After the market collapse and subsequent volatility through 2008 and 2009, the SEC put regulation in place that allowed investment firms to setup their own private exchanges. The primary exchanges at the time, the NYSE and NASDAQ, were viewed as opaque black boxes. They were also single points of failure where investors could get trapped if the exchanges’ computer systems failed. The new regulations were meant to make markets more transparent and to reduce the risk of market failure, or so the thinking went.
Instead, the regulations had the opposite effect, at least when it came to information available to investors outside of Wall Street. The insiders figured out how to manipulate the private market exchanges through high frequency trading. The details are arcane and complex, and in spite of Lewis’ excellent explanation, I found it hard to understand. The bottom line is that the investors figured out how to gain an advantage of a penny or two on the price of each stock transaction, without assuming any risk or having to hold any of the underlying securities.
While a penny or two per transaction may not seem like much, it adds up quickly when millions of shares are trading hands. Being that billions of shares are traded each day, a one penny difference on a billion shares equates to $10,000,000 dollars that could be siphoned out of the market each day. That equates to $2,500,000,000 over a year, assuming 250 trading days, and these are conservative estimates. Daily trading volumes are typically 10x this amount, and the price advantages gained on some trades drifted as high as 5-10 cents per share. It doesn’t take much to see that the stakes were high for those involved with potential billions to be made.
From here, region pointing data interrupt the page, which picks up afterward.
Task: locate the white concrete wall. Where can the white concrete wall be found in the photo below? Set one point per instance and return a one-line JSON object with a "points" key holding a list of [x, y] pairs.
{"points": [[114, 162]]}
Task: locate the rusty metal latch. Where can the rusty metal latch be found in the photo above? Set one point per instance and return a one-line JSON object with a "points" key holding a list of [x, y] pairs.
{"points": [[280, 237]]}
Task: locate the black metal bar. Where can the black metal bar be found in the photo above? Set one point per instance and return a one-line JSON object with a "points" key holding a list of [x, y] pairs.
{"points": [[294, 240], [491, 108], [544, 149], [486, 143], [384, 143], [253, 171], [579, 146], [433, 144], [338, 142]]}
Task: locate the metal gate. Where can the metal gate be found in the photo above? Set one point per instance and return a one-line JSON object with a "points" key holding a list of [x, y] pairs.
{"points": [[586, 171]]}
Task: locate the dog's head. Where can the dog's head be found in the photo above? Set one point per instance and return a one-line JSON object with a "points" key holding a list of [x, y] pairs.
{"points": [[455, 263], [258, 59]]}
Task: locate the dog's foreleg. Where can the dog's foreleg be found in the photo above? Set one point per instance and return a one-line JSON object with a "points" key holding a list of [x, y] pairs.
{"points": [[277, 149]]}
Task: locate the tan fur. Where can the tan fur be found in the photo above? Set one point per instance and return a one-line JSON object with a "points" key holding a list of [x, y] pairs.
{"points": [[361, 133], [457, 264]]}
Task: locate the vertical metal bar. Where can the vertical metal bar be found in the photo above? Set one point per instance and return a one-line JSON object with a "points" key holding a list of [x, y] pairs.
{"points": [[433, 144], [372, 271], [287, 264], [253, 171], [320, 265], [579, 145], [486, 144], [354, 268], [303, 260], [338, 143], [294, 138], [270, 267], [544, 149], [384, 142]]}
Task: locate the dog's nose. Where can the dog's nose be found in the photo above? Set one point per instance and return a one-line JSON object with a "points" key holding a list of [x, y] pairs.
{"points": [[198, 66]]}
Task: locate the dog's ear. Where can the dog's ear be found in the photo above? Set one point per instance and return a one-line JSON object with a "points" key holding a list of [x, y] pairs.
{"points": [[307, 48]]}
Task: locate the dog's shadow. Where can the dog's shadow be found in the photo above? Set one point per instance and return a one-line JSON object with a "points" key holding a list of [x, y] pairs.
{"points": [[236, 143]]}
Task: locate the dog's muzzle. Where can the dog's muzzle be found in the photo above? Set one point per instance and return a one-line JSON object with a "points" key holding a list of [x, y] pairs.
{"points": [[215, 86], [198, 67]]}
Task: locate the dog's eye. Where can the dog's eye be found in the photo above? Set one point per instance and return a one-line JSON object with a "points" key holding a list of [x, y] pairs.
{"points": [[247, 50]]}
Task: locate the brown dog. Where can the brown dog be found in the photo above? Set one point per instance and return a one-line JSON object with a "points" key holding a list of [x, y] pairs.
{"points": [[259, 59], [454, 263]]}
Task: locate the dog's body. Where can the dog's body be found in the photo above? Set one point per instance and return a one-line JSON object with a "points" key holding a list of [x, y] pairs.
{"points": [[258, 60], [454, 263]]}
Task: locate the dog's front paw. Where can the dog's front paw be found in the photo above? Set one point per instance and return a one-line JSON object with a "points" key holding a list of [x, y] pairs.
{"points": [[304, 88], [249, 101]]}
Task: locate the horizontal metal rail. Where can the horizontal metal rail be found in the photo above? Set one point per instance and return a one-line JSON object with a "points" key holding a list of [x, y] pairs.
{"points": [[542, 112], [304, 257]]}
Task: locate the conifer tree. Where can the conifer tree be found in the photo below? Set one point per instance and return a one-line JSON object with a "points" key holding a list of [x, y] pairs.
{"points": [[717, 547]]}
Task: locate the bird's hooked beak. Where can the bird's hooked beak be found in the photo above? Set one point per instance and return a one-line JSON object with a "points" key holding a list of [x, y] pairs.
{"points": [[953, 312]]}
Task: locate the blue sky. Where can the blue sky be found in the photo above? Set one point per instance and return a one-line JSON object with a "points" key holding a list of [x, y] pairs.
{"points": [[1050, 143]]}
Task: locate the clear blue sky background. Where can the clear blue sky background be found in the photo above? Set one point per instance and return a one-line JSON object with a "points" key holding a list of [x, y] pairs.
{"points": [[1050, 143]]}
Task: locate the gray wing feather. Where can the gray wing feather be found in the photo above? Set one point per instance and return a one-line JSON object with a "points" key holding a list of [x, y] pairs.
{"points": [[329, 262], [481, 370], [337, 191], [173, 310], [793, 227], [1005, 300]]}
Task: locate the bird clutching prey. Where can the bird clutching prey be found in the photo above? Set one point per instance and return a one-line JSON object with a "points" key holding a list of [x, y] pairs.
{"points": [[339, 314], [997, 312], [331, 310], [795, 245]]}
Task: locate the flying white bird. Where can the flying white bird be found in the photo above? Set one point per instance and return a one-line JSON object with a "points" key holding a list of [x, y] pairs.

In Flash Boys, Lewis reveals how the insiders used computer algorithms and preferred access to markets through high speed fiber optic connections to carry out their activities. When a small group of traders on Wall Street figured out what is going on, they set out to create an alternate exchange to negate the advantage and reform the market. Lewis weaves a story based on actual events that shows the challenges the group faced, how they achieved their objective, and the fallout that occurred once the high frequency trading practices were exposed.
I liked Flash Boys. While it may not have been as good as some other Lewis books I’ve read such as The Blind Side and The Big Short, I still found it to be both entertaining and interesting. My only nits are the way he jumped around in time, which made events hard to follow, and that he didn’t go into detail about how the malevolent players were pursued and punished. He touches briefly on the latter, but since the investigations were on-going while the book was published, he wasn’t able to include the final findings.
Because of the technical nature of Flash Boys, I wouldn’t necessarily recommend it for everyone. It’s a great read if you are into investing and have a strong interest in what happens behind the scenes on Wall Street. It can be a little unsettling and downright scary as well, and it may confirm your worst fears. On the other hand, if you don’t have strong interest in the stock market, I’d recommend picking up one of Lewis’ other works. He’s a great writer, and there are a lot of options to choose from.